Indeed, northern Illinois (where I grew up and was focusing my efforts) did NOT see another strong tornado, or really any severe weather at all--just some rumbles of thunder as the front came through in in the areas of heavy rain that proceeded it. But look at the storm reports from yesterday:
|Fig 1 -- SPC storm reports for Dec. 31, 2010.|
|Fig 2--SPC storm reports for January 7th, 2010.|
|Fig 3 -- SPC storm reports for January 8th, 2010.|
|Fig 4 -- HPC surface objective analysis from 12Z, Dec. 31, 2010.|
|Fig 5 -- HPC Surface analysis for 12Z, Jan 8, 2010.|
|Fig 6 -- HPC surface objective analysis for 00Z, Jan. 1, 2011.|
|Fig 7 -- HPC objective analysis for 00Z, Jan. 9, 2008.|
So we can reasonably see why there was the similarity in Mississippi on both days. So why didn't we see reports in Missouri on both days? My guess is in the differences in the movement and orientation of the more northerly half of the system. First, in figure 5 above, we see that the "cold" front from northern Illinois down through central Missouri is marked as a stationary front at 12Z on Jan. 8th. In fact, this frontal boundary was around since the day before:
|Fig 8 -- HPC Surface objective analysis for 00Z, Jan. 8, 2008.|
|Fig 9 -- KILX sounding from 00Z, Jan 8, 2008.|
|Fig 10 -- Incomplete sounding from KILX at 12Z, Jan 8th, 2008.|
Still, my point is that convection on January 7th in the Saint Louis area probably helped stabilize the atmosphere enough to limit any further convection in that area on January 8th. However, in our event yesterday, there was no convection the previous day and as such everything happened at the same time.

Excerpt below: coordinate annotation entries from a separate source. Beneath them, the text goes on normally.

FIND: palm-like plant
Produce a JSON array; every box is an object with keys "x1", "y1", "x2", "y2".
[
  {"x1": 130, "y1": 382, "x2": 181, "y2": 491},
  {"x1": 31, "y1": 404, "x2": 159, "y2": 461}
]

I wanted to compare upper air charts as well (since they are remarkably different) for these two events, but this is already a long post and apparently Blogger has an image limit of 10 per post that I was not aware of. So, I'll do another quick post tomorrow to finish this up and compare the upper air patterns. For a brief preview of that, though the depth and placement of the troughs are vastly different, the upper-air winds over our areas of interest are very similar. So in terms of shear and any other sort of forcing due to jet streak divergence aloft and whatnot, things are actually rather similar, even though the overall patterns themselves are rather different.
But anyhow, that was a look at how two wintertime severe weather outbreaks were actually very similar in terms of their structure and timing (at least at the surface). I want to especially thank Tim Supinie for suggesting that I look into this. Since there was no severe weather yesterday in northern Illinois I had originally not thought to revisit the comparison, but this look back does highlight some nice similarities between the two events.